While India stands as one of the most vibrant global economies due to its robust banking and insurance sectors, the real estate sector plays a critical role in ensuring this position. Despite the past two years being a mixed bag for real estate developers and industry as a whole, 2017 came through just in time with initiatives like RERA, easing of FDI norms and GST implementation. Speaking purely from an investment regulatory standpoint, these initiatives did not only promise increased transparency and enhanced consumer and investor confidence in the sector, but also resulted in significant interest from offshore equity investors, large Indian corporates and HNIs. And thus, opening doors to a much-needed opportunity for the sector to further solidify its position in aspiring for more aspirational targets.
The dominance of institutional funds in the country’s investment market signals their long-term confidence in the country’s growth prospects. With quality assets being available in core and core-plus locations, investment activity in the segment has continued to be busy thus far. Not only has the sector seen high levels of investment activity in office, residential and retail segments, there has been active interest in the warehousing segment as well. The cost and availability of funding have further eased up for the sector. While structured finance continued to be a viable source of funding, the pure equity play is slowly but steadily making a comeback, especially for the larger, established players.
The promise of 2018 has kept us focused on what we’re aiming for and how to get there. Following a slew of favourable trends, so far, the industry has positively delivered on what we expected.
With the availability of well leased assets across core locations, PE investments in core assets are continuing to flow. Yields have been stable, solidifying the position of core assets for investors. Developers are particularly keen on the commercial segment and have been displaying increased interest in commercial projects. The reason behind this is that the office sector continues to maintain its growth momentum, with an anticipated absorption of 40 million sq. ft by the year end. The combined effect of RERA and REITs is leading to better compliance as well as standardization of space, resulting in the emergence of more investment-grade office space. While investors continue to invest in completed assets, a key trend over the past year or so has been selective development equity.
Presently, consolidation among developers as well as large land owners is being driven by subdued market conditions, with smaller players looking for avenues for funding or resorting to asset monetization. Credible developers are benefiting the most as a majority of land owners (and smaller developers) are entering into joint development agreements and development management structures with well-capitalized, credible developers and corporate players. Corporates keen on monetizing their land assets and smaller developers looking to retire debt are also bringing attractive land deals to the market. In addition to transactions for the residential segment, the land market is offering opportunities for office, retail and industrial developments. The time could not be more opportune than this!
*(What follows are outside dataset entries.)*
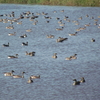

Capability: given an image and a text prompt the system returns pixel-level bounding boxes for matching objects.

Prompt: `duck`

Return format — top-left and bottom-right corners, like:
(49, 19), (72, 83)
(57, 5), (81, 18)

(30, 75), (40, 79)
(8, 32), (16, 36)
(17, 21), (22, 24)
(2, 42), (9, 47)
(91, 38), (95, 42)
(22, 42), (28, 46)
(27, 77), (33, 83)
(56, 37), (68, 42)
(69, 32), (77, 36)
(26, 29), (32, 32)
(56, 27), (64, 30)
(6, 25), (14, 29)
(59, 23), (65, 26)
(19, 34), (27, 38)
(73, 79), (80, 85)
(8, 54), (18, 58)
(65, 56), (72, 60)
(70, 54), (77, 60)
(4, 70), (14, 76)
(84, 23), (90, 26)
(12, 72), (25, 78)
(25, 51), (35, 56)
(52, 53), (57, 59)
(46, 35), (54, 38)
(80, 77), (85, 83)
Compared to the past couple of years where debt remained the dominant flavor, there has been a selective but incremental appetite for equity as a source of funding. Especially through 2017, various equity platform deals have been seen in the real estate sector. The focus of equity investments is no longer only on returns/IRR. It is quality of the asset that is now an overriding theme. Various listed players have raised money successfully through QIP & Institutional placements during past few months. Over the coming months, strong track/performance record and corporate governance will play a critical role in gaining investor trust and funding.
The current environment for real estate is both challenging and opportunistic at the same time. Traditional bank credit has also evolved with housing finance companies as well as Non-Banking Financing Companies (NBFCs) providing lease rental discounting loans to real estate players. The NBFCs have been sweetening the deal by offering LRD with added flexibility for developers in terms of both serving and repayment. While the expectation is that such investments will continue making inroads into the real estate segment, lending from the traditional banking sector is likely to come with some caution, resulting in the tightening of the sector.
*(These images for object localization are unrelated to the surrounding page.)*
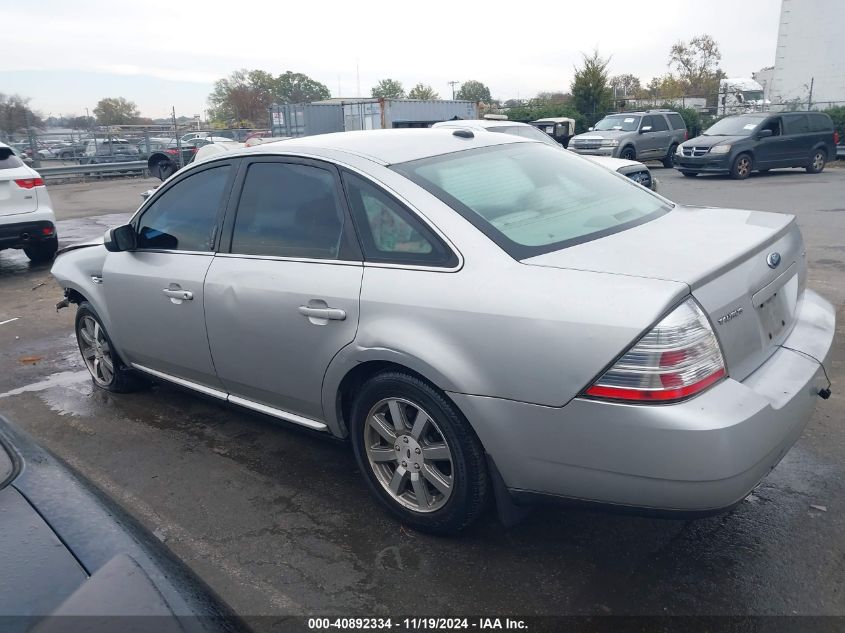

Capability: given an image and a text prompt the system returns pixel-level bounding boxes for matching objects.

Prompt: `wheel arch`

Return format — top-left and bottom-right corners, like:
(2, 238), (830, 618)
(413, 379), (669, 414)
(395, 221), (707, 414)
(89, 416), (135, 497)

While office and residential segments have remained the traditional investment drivers, alternative sectors such as retail and warehousing have also come to the forefront. With the implementation of GST, the warehousing sector has attracted interest from domestic as well as national players, resulting in the emergence of better quality, investment-worthy assets.
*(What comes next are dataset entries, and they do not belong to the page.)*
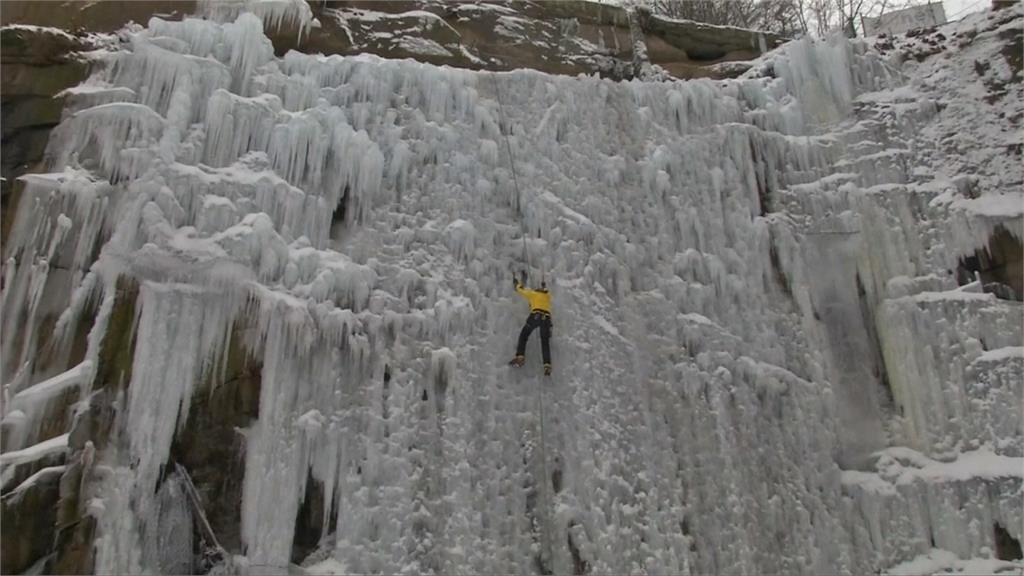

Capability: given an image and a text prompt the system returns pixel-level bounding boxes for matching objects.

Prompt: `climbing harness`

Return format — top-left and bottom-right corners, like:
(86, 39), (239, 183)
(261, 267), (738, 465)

(492, 70), (555, 571)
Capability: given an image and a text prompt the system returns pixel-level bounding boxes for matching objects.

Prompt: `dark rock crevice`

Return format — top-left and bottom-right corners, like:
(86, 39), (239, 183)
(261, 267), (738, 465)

(170, 321), (263, 556)
(955, 225), (1023, 301)
(0, 465), (62, 575)
(567, 521), (590, 575)
(856, 273), (895, 411)
(995, 522), (1023, 561)
(768, 243), (792, 297)
(291, 476), (334, 564)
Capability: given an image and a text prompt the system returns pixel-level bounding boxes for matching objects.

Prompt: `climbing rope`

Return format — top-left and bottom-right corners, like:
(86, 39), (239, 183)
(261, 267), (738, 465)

(491, 69), (555, 571)
(534, 361), (554, 569)
(490, 71), (530, 269)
So, what should the industry expect in the remaining half of 2018?
- Enhanced transparency enabling a more secure environment for investors and better exit opportunities.
- Average ticket size of investments is to increase; while the office segment continues to attract interest, warehousing and retail segments are also envisioned to gain momentum.
- Focus on corporate governance to be key in attracting funding; equity to witness incremental interest.
- Investor focus to remain on the quality of assets; core and core plus assets would also generate significant interest.
- Easing and streamlining of regulatory environment will be key to attracting and sustaining investor interest and confidence.
Slowly but steadily, we’re pacing towards the five-pronged assurance. What’s in store for us next will only further strengthen our position!